Effect of Membrane Filtration on Ozonation Efficiency for Removal of Atrazine from Surface Water

The kinetics of the decay rate of atrazine from surface water by ozonation was studied at pH 3, 7, and 9 without and with pretreatment with several pressure-driven membrane filtration methods: ultrafiltration (UF), nanofiltration (NF), and reverse osmosis (RO), in order to determine the influence of the feedwater quality on the chemical oxidation of atrazine. First, the atrazine decay rate was determined in surface water (without pretreatment with membranes) in the presence of natural organic matter (NOM). An increase in the atrazine decay rate is observed at pH 3 and 7 in surface water, which can be attributed to the presence of NOM since it acts as OH radicals promoter. However, at pH = 9, the NOM effect vanishes since at this high pH, the advanced oxidation process (AOP) effect becomes far dominant. The efficiency of combining membrane filtration techniques with a subsequent ozonation step for removing atrazine from surface water mainly depends on the pH and the molecular weight fraction of the NOM. Under acidic conditions only UF enhances the atrazine decay rate since this technique does not retain the low molecular weight fraction of the NOM, which acts as OH radical promoter, while removing the high molecular weight fraction of the NOM which acts as a radical scavenger.
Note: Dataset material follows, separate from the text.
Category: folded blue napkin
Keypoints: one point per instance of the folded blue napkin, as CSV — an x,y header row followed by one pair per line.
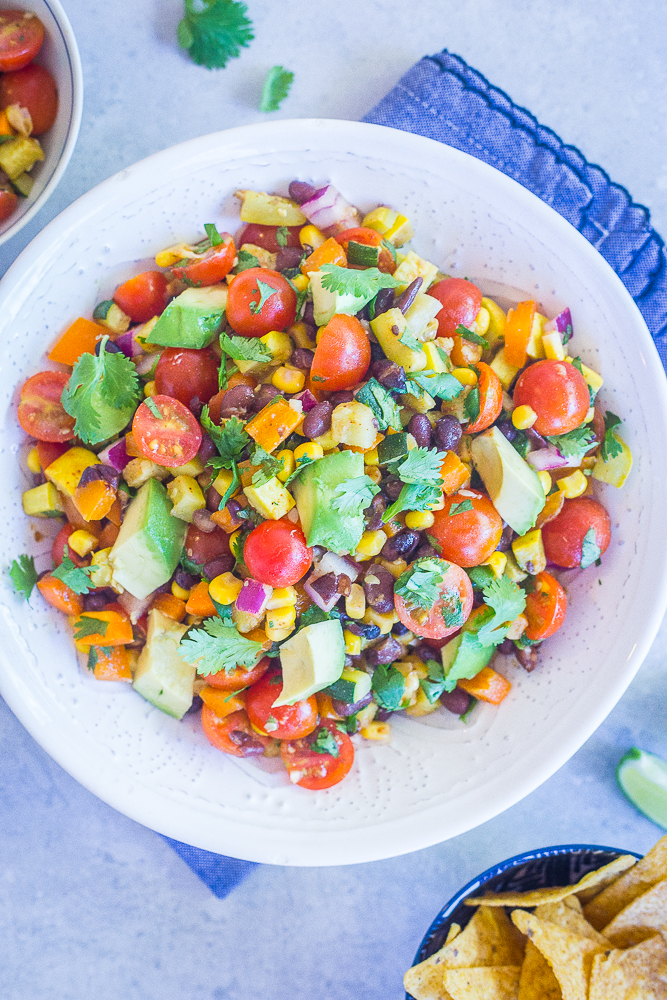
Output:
x,y
442,98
At pH = 7, the presence of carbonate/bicarbonate ions as OH radical scavengers starts to prevail over the NOM effect. Because RO is the most efficient technique to decrease the carbonate/bicarbonate content, RO enhances the atrazine decay by more than 50%. At pH = 9, the AOP effect becomes by far dominant and annuls the NOM and carbonate/bicarbonate effect. The efficiency of membrane filtration techniques becomes doubtful in view of their marginal effect on the atrazine removal rate and the low statistical confidence levels of the measured kinetic constants under alkaline conditions.